On the plus side, Francoeur gets points for an outstanding defensive play for the route he ran in the 7th, holding Torii Hunter to a single and probably saving a run. (When you hear about a great route it means the outfielder ran hard to a spot behind the ball and was able to field it coming forward, cutting down extra bases.)
Before the game, first-base coach Doug Sisson and I spent some together and he talked about the Royals new attitude on running the bases. They’re going to be more aggressive. They know they don’t have a lot of power and they’re going to try to get more out of all those singles they hit.
There were plenty of examples in this game: 6 steals, Chris Getz advanced from second to third on a ball to the third baseman (he waited for the throw and then took off…a play he said they’d been working on in spring training) and Wilson Betemit tried to advance to third on wild pitch, but was thrown out…which is instructive.
Sisson said to get the benefit of all those extra bases from aggressive base running, you have to accept that once in a while you’re going to get someone thrown out. In fact, he agreed that if you’re never getting runners thrown out, you’re probably not being aggressive enough. As he put it, “I’d rather be 100 for 120 going first to third than 15 for 16.”
As fans, we want the team to be perfect. We wait for the results and then boo or cheer accordingly. A stupid move that works will get cheered and an intelligent move that fails will get booed. Unfortunately for the players and coaches, they have to make decisions BEFORE they know the results so they have to make the moves on odds. This move has a 70% chance of working; the alternative has a 45% chance of working…we’ll take the 70% bet.

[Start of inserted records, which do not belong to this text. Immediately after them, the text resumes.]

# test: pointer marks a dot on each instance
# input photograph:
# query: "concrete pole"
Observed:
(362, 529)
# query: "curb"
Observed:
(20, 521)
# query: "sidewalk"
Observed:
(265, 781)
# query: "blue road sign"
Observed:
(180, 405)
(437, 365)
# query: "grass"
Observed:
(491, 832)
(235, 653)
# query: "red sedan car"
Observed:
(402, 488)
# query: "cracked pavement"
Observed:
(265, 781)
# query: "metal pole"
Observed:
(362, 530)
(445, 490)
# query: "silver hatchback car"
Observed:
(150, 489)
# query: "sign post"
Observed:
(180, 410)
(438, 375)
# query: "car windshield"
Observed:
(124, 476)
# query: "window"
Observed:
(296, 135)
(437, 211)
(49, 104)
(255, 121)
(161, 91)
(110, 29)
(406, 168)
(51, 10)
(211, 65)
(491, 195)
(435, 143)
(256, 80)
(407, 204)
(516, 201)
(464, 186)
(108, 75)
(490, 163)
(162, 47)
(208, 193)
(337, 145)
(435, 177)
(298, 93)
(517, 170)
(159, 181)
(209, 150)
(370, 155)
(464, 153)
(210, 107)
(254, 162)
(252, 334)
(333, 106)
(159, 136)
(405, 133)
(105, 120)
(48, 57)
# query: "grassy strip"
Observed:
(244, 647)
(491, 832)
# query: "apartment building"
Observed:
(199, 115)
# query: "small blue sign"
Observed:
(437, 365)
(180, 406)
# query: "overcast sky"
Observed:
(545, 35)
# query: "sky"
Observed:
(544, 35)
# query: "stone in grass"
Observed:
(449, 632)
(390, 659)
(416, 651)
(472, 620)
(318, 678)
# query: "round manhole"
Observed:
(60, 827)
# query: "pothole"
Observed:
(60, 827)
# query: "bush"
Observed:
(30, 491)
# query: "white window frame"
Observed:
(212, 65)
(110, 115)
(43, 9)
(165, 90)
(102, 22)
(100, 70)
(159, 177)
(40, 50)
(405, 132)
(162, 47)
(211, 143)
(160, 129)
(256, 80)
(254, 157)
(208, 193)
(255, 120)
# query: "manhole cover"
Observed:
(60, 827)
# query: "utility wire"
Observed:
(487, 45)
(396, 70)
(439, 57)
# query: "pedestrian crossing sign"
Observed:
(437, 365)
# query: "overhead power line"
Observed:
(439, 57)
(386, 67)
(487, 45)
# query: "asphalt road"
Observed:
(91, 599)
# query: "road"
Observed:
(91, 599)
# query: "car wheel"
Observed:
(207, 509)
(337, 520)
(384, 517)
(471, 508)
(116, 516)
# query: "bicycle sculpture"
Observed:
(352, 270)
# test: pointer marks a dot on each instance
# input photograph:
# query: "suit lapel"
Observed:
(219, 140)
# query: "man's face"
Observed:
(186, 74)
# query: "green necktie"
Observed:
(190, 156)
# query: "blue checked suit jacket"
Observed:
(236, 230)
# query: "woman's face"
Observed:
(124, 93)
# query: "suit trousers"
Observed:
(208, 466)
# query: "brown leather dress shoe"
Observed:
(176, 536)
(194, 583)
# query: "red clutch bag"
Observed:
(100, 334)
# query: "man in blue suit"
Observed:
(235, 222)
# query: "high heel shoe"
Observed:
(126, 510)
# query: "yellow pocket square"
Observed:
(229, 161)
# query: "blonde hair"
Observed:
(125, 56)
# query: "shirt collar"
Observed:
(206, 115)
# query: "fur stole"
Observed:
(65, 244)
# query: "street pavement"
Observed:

Betemit’s dash for third came with one out (the right time because if he gets there the Royals can score without a hit), he was the winning run (down by six it’s dumb, tied, his run is worth something) and, according to the replay, he might’ve been safe. I’m guessing Doug was just fine with Wilson’s gamble…but I’ll ask next chance I get.
The Royals are going to live with the guys that get thrown out because of all the guys that will be safe…and so should the fans.
I lose another argument…
Yesterday I gave a hard time to the TV guys for doing the postgame interview with Aaron Crow (who got his first win) instead of Chris Getz (who had a monster day). Before Sunday’s game, announcer Joel Goldberg pointed out he had interviewed both Crow and Matt Treanor and they combined for more points in our system than Chris Getz totaled.
Hoisted on my own petard again (I have no idea what that means, but I know it’s bad). OK, Joel, you win this one, but it’s nice to know you’re looking at the website.